Sedangkan rakyat proletar (masyarakat tani dan buruh) hanya menjadi penonton,
objek politik, dan bahkan seringkali di eksploitasi oleh politikus, pengusaha,
dan penguasa.
Reformasi Struktural, adalah
tuntutan perubahan institusional negara dari birokratik menuju birokrasi.
Birokratik adalah lembaga negara yang hirarkis, sentralistik dan otoriter.

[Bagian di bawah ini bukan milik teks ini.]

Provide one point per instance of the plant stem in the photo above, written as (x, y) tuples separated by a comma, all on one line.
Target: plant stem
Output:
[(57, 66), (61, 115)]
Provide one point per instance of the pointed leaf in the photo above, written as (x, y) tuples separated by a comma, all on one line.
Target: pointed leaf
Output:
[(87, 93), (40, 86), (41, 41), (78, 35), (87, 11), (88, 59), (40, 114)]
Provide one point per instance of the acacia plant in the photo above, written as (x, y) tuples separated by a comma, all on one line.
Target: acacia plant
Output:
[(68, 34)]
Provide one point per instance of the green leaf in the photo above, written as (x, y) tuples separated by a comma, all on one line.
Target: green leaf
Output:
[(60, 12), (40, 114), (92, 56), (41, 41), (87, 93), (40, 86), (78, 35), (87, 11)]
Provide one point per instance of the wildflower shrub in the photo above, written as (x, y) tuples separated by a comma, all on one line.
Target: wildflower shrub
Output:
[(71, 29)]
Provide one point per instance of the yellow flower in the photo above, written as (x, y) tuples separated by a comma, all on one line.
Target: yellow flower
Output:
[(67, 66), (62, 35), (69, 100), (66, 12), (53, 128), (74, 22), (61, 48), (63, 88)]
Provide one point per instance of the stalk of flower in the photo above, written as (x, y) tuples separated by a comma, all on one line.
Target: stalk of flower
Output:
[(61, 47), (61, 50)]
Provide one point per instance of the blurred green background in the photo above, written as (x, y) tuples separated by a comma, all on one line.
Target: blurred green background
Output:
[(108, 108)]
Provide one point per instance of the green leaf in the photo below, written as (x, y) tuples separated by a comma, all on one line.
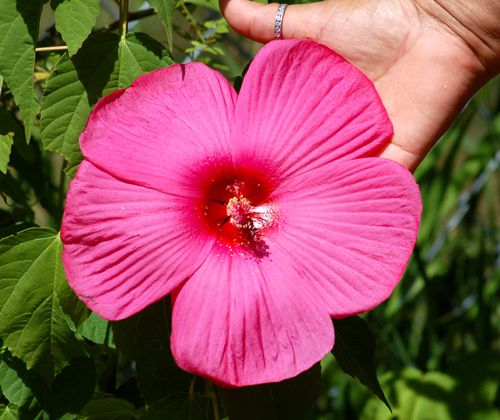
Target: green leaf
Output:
[(32, 322), (165, 10), (286, 400), (19, 21), (181, 406), (5, 146), (74, 20), (8, 413), (69, 392), (96, 329), (108, 408), (355, 353), (145, 338), (103, 64), (420, 396)]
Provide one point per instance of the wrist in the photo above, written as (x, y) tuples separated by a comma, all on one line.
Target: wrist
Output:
[(474, 24)]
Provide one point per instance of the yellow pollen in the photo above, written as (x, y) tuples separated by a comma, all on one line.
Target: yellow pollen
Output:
[(239, 211)]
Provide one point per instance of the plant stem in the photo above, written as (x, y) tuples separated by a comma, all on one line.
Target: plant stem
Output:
[(192, 21), (215, 404), (131, 16), (123, 17), (52, 48)]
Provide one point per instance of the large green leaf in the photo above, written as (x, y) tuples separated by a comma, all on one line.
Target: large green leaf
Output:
[(69, 392), (74, 20), (145, 338), (354, 351), (165, 9), (109, 409), (96, 329), (286, 400), (19, 21), (416, 395), (5, 146), (33, 325), (103, 64)]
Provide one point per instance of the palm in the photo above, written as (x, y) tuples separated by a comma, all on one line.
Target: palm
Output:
[(412, 61)]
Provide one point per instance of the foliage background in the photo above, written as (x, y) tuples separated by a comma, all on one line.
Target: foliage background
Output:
[(438, 336)]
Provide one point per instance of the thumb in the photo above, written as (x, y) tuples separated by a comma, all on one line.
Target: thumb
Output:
[(256, 20)]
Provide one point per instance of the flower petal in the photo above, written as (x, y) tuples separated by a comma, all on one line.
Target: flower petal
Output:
[(160, 130), (240, 321), (351, 231), (302, 106), (126, 246)]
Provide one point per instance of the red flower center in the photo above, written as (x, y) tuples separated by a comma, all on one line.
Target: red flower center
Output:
[(237, 208)]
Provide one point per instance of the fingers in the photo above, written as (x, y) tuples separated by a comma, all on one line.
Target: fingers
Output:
[(256, 20)]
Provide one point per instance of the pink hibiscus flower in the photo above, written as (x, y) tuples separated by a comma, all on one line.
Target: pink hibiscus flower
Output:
[(263, 213)]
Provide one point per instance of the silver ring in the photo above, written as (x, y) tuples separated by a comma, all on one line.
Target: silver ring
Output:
[(278, 22)]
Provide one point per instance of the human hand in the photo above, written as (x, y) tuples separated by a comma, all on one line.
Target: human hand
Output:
[(426, 58)]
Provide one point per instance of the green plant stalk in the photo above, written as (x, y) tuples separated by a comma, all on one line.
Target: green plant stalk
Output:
[(124, 17)]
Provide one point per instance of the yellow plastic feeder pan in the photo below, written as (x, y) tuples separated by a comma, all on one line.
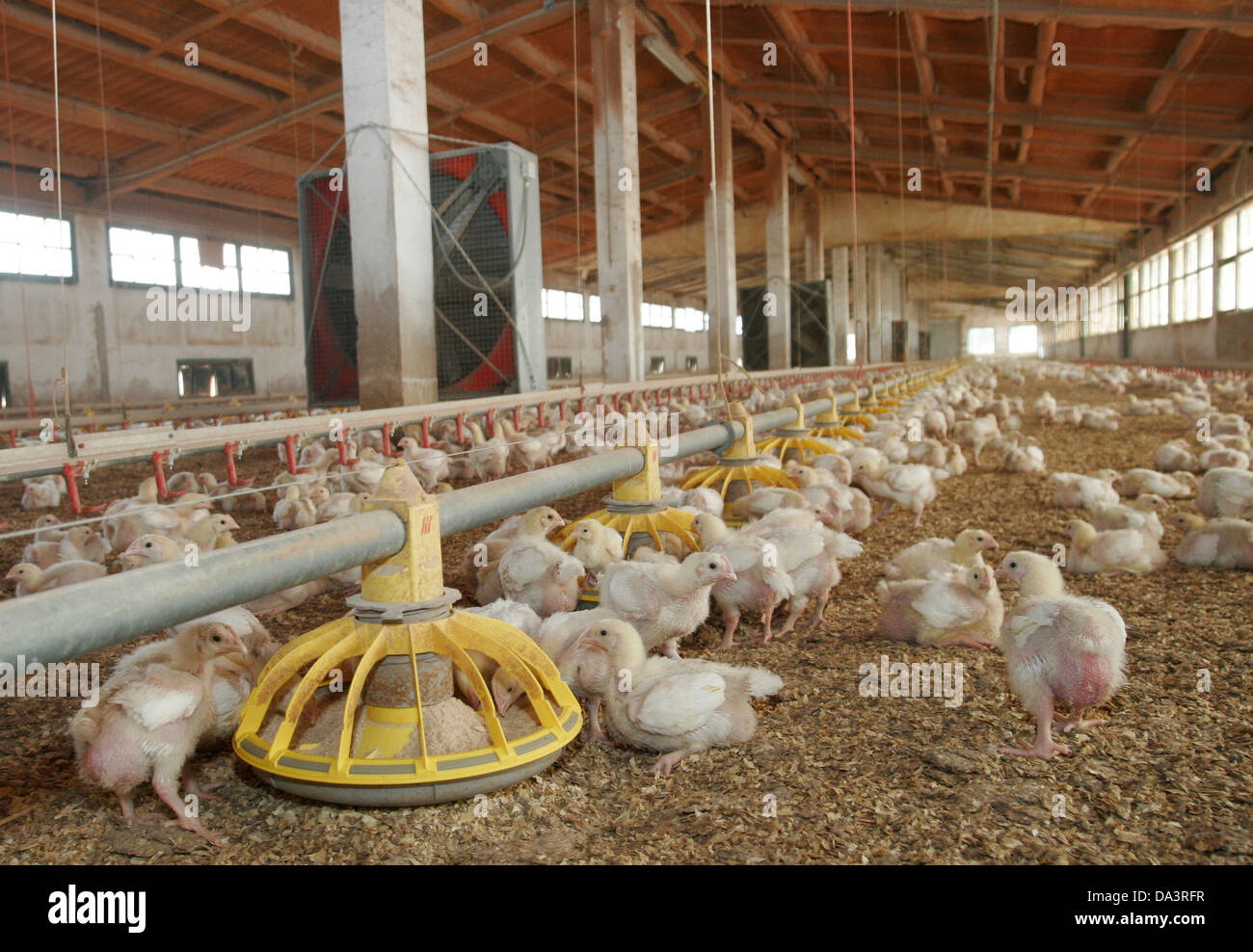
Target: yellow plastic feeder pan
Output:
[(364, 709), (740, 466), (796, 439), (830, 424), (857, 417), (635, 509)]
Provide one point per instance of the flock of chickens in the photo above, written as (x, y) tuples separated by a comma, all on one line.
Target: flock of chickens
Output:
[(767, 551)]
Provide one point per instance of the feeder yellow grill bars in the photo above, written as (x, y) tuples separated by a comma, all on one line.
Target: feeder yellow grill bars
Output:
[(362, 710), (740, 463), (857, 417), (828, 422), (796, 438), (635, 509), (872, 405)]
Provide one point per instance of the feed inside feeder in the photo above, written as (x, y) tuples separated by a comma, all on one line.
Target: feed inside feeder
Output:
[(742, 468), (392, 704), (794, 442), (830, 424), (637, 513)]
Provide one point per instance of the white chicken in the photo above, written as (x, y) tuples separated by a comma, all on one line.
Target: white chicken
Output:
[(1226, 492), (909, 485), (30, 579), (1140, 514), (1126, 550), (921, 559), (1213, 543), (1057, 648), (662, 601), (675, 706), (1073, 489), (1133, 483), (960, 609), (760, 583), (538, 574)]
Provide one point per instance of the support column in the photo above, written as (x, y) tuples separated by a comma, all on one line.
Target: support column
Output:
[(875, 304), (722, 293), (619, 254), (859, 326), (778, 259), (839, 309), (392, 264), (813, 263)]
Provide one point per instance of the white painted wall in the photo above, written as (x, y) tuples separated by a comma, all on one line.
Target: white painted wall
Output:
[(114, 352)]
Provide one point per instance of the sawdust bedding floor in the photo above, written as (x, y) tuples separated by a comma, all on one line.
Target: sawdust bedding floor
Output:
[(850, 780)]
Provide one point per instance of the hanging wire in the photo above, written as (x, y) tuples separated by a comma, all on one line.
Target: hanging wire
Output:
[(13, 176), (864, 343)]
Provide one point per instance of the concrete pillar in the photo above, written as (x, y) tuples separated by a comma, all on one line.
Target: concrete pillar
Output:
[(813, 263), (839, 304), (859, 313), (778, 259), (875, 304), (392, 263), (619, 255), (722, 300)]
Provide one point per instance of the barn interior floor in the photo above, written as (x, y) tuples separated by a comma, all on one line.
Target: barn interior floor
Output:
[(851, 780)]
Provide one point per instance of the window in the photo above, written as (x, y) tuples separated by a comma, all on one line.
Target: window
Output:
[(36, 247), (981, 339), (214, 377), (562, 304), (266, 271), (217, 271), (1191, 277), (656, 314), (560, 368), (1149, 287), (159, 258), (1024, 338), (1103, 304), (138, 257), (689, 318)]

Birokrasi adalah lembaga negara yang responsif, penegak keadilan,
transparantif, dan demokratis yang menegakkan istilah-istilah suport
system reformasi yang diuaraikan diawal tulisan ini. Terbentuknya
sejumlah lembaga non struktural (komisi) menandakan Indonesia telah masuk pada
reformasi struktural. Komisi adalah Lembaga ekstra struktural yang memiliki
fungsi pengawasan, mengandung unsur pelaksanaan atau bersentuhan langsung
dengan masyarakat atau pihak selain instansi pemerintah (lapis
primary), biasanya anggota terdiri dari masyarakat atau profesional
dan kedudukan sekretariat tidak menempel dengan instansi pemerintah
konvensional. Pasca gerakan reformasi 1998 hingga saat ini lembaga non
struktural berjumlah 12 komisi, yakni: Komisi Pemberantasan Korupsi, Komisi
Yudisial, Komisi Hukum Nasional, Komisi Ombudsman, Komisi Nasional HAM, Komisi
Kepolisian Negara, Komisi Pengawas Persaingan Usaha, Komisi Penyiaran Nasional,
Komisi Pemilihan Umum, Komisi Perlindungan Anak Indonesia, Komisi Penghapusan
Kekerasan terhadap Perempuan, Komisi Kejaksaan. Lembaga non struktural tersebut
memiliki kewenangan, yakni: meminta bantuan, melakukan kerjasama dan atau
koordinasi dengan aparat atau institusi terkait, melakukan pemeriksaan (investigasi), mengajukan
pernyataan pendapat, melakukan penyuluhan, melakukan kerjasama dengan
perseorangan, LSM, Perguruan Tinggi, Instansi Pemerintah, Memonitor dan
mengawasi sesuai dengan bidang tugas, Menyusun dan menyampaikan laporan rutin
dan insidentil, Meningkatkan kemampuan dan keterampilan anggota. Pada umumnya,
komisi-komisi tersebut memiliki kewenangan untuk menegakkan keadilan dan
membantu masyarakat untuk memonitoring, membina, mengawasi, dan menyelidiki
proses kerja lembaga negara, Presiden,MA,MK,DPR,DPD, dan seluruh jajaran
birokrasi dibawahnya agar menjalankan tugas dan fungsinya dengan baik sehingga
terwujudnya pemerintahan yang bersih dan baik (clean and good
governance) yaitu birokrasi yang sanggup menempatkan dirinya sebagai
pelayan masyarakat.
Reformasi Kultural, adalah
tuntutan untuk melakukan perubahan pola pikir, cara pandang, dan budaya seluruh
elemen bangsa untuk menerima segala perubahan menuju bangsa yang lebih baik.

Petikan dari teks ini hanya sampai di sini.